Moved from @m-jankowski at #13:

This is also a problem when using mm_diffs().

In my case, I wanted to conduct a subgroup analysis conditional on the gender of the respondents (labeled as "Male" or "Female"). The conjoint experiment, however, also contained levels with these labels ("Male" and "Female").
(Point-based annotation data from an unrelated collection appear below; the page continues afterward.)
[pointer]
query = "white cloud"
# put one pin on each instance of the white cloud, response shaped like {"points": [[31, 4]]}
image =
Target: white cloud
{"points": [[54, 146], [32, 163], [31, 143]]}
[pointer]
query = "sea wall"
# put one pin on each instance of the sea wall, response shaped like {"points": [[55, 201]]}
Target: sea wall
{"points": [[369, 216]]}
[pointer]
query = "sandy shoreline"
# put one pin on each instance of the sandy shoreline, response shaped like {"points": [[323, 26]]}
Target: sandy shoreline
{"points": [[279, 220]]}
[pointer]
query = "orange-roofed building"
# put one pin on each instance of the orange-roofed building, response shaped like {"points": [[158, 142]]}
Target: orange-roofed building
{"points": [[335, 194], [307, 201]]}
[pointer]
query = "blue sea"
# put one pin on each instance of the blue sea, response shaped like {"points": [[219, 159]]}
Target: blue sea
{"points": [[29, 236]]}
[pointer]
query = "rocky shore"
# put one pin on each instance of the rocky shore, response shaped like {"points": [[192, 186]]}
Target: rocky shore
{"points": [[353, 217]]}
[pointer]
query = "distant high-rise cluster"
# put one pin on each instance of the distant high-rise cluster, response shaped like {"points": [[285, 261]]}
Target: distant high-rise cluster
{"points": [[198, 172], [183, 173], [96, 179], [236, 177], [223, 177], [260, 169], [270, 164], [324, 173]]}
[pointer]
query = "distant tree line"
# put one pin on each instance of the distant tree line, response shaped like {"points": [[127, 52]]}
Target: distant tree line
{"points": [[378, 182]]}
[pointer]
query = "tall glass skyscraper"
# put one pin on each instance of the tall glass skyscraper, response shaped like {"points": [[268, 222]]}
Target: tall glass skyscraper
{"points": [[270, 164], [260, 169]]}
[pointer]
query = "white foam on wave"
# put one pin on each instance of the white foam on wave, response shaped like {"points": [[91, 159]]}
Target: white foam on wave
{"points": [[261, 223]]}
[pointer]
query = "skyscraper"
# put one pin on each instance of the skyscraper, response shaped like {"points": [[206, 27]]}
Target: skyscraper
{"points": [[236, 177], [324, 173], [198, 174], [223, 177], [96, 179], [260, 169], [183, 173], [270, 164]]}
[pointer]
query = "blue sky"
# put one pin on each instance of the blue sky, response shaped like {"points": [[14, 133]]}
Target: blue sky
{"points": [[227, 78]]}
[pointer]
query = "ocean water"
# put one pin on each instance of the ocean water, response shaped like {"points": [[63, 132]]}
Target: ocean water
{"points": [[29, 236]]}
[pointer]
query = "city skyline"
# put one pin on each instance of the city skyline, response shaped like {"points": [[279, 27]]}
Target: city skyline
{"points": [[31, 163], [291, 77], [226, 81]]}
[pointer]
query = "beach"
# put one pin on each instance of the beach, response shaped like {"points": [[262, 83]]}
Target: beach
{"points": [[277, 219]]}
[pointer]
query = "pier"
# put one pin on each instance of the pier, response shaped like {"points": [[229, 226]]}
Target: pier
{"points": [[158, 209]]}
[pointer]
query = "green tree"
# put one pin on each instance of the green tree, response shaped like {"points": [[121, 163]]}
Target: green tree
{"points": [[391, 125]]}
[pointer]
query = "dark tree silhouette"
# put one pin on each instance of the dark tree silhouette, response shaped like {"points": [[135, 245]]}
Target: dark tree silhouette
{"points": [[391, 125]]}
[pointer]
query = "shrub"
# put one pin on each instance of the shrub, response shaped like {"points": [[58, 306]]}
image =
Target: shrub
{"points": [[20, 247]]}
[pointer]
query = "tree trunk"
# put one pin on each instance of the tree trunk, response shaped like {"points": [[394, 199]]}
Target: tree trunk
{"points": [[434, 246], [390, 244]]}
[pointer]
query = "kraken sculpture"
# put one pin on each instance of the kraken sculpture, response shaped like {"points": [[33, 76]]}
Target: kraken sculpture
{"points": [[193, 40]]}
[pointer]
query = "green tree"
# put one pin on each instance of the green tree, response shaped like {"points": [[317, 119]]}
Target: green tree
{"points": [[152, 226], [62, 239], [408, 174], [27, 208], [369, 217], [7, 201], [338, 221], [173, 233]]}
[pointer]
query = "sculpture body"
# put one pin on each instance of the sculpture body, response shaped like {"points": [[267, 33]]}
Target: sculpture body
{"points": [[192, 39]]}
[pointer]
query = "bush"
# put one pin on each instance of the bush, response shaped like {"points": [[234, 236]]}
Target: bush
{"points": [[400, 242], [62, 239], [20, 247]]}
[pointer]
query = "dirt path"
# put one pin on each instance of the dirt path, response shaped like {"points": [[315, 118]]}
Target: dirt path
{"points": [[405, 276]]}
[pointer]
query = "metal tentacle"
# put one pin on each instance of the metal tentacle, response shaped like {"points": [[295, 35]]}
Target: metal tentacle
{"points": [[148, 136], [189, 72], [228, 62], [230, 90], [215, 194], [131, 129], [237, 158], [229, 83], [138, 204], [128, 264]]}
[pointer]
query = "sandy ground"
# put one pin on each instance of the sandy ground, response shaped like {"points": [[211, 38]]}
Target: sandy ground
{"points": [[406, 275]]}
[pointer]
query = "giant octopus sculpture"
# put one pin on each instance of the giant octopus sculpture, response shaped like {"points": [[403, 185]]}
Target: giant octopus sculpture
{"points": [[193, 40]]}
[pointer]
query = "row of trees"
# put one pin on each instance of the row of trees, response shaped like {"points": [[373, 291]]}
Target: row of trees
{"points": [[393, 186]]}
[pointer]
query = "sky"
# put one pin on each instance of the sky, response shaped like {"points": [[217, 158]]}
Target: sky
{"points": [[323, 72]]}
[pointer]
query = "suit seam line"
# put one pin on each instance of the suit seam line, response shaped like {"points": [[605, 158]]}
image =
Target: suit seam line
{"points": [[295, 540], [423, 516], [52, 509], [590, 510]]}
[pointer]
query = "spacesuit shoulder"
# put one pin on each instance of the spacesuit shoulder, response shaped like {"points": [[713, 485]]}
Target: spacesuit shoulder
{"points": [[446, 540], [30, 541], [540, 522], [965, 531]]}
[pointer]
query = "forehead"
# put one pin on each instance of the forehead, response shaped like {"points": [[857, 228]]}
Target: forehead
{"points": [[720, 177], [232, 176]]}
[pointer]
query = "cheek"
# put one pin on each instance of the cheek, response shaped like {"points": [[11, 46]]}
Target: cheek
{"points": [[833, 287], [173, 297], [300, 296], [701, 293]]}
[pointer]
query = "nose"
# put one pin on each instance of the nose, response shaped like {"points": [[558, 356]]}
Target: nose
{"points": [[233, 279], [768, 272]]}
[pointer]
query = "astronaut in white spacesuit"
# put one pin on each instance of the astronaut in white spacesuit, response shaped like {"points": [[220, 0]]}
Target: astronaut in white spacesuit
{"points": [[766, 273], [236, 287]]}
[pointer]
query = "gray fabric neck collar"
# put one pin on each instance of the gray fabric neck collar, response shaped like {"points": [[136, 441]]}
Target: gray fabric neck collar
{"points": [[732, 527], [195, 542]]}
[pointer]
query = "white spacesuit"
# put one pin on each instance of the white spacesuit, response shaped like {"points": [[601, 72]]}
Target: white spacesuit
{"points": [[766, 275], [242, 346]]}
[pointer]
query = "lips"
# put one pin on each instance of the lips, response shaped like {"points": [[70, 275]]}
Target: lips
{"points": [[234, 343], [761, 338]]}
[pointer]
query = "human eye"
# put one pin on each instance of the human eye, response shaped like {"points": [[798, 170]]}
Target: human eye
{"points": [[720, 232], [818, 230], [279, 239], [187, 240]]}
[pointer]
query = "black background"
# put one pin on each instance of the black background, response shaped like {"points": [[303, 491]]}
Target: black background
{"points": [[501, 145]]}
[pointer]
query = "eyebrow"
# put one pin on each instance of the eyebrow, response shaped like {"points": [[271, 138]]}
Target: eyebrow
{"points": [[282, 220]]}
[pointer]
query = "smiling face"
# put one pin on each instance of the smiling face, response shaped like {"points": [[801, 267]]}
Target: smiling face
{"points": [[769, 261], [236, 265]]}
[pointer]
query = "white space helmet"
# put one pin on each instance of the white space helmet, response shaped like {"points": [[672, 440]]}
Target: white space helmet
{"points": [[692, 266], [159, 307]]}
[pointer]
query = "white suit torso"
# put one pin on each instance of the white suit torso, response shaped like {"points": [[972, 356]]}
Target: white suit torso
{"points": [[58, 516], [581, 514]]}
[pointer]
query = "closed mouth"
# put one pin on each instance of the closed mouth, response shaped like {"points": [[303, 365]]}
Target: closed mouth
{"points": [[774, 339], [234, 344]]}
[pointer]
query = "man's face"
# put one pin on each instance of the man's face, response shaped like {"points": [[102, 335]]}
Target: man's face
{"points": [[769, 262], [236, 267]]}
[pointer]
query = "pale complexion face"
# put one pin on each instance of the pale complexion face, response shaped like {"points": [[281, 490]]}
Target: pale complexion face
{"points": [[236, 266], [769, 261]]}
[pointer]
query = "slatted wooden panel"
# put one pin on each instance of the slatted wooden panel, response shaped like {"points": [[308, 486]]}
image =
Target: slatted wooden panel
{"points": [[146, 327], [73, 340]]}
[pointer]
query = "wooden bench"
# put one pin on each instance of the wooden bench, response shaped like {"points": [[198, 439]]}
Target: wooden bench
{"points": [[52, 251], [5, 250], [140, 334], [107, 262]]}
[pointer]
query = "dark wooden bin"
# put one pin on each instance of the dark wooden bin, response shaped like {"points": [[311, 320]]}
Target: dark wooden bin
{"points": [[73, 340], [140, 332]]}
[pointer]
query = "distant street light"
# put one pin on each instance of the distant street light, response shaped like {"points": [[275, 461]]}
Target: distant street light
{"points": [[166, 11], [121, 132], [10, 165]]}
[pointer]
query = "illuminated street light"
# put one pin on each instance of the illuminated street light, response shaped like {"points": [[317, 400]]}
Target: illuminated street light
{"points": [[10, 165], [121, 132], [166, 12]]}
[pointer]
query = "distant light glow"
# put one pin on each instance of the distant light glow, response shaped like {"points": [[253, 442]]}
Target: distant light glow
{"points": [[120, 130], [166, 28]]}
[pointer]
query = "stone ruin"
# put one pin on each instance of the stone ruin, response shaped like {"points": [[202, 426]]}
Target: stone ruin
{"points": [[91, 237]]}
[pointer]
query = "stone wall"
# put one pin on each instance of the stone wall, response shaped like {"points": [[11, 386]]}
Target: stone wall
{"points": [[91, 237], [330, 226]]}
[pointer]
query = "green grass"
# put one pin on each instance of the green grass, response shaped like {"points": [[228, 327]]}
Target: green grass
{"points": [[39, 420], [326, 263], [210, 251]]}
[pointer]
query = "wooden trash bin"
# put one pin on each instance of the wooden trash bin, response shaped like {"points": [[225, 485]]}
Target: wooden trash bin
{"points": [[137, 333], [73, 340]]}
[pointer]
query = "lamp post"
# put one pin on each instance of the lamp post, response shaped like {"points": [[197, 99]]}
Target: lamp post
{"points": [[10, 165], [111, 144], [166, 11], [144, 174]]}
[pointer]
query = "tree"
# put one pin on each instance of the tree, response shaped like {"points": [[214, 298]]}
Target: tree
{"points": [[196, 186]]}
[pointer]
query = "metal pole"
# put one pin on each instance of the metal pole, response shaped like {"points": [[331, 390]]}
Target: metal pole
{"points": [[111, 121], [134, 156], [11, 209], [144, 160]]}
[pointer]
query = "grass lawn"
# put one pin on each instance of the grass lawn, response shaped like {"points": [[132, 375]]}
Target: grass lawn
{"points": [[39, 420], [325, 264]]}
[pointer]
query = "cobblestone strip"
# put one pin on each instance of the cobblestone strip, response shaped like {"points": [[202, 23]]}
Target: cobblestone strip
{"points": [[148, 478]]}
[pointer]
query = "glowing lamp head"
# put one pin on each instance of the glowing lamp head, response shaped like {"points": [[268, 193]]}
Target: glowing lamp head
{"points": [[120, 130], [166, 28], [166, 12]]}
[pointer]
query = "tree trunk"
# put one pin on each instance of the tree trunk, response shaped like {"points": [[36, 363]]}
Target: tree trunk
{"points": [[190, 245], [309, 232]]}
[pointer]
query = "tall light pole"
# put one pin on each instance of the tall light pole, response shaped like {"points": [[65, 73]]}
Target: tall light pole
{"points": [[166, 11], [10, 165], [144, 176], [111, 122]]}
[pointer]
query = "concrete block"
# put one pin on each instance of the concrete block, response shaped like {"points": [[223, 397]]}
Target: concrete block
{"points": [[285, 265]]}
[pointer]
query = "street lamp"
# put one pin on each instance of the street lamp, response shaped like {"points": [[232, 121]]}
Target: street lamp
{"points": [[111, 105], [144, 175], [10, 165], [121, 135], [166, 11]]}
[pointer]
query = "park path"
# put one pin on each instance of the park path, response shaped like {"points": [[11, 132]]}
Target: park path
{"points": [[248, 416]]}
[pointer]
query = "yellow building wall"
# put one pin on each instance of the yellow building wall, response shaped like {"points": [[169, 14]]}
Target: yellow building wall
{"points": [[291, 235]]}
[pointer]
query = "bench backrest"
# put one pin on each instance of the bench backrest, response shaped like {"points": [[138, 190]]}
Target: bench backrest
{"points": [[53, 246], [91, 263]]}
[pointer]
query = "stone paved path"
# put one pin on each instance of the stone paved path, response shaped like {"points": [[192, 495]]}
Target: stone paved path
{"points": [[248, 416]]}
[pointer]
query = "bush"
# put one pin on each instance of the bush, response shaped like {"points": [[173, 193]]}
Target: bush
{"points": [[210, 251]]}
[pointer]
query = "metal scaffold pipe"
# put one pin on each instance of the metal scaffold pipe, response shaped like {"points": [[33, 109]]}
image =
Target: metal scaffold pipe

Particularly problematic is that mm_diffs() did not throw an error message, but returned wrong estimates without any warnings.

Here is an artificial example using the immigration data:

# Data
data("immigration")

# Create subgroups
immigration$ethnosplit <- cut(immigration$ethnocentrism, 2)

# Rename subgroup levels
immigration$subgroup <- as.factor(ifelse(as.numeric(immigration$ethnosplit) == 1, 
                                          "Female", 
                                          "Male"))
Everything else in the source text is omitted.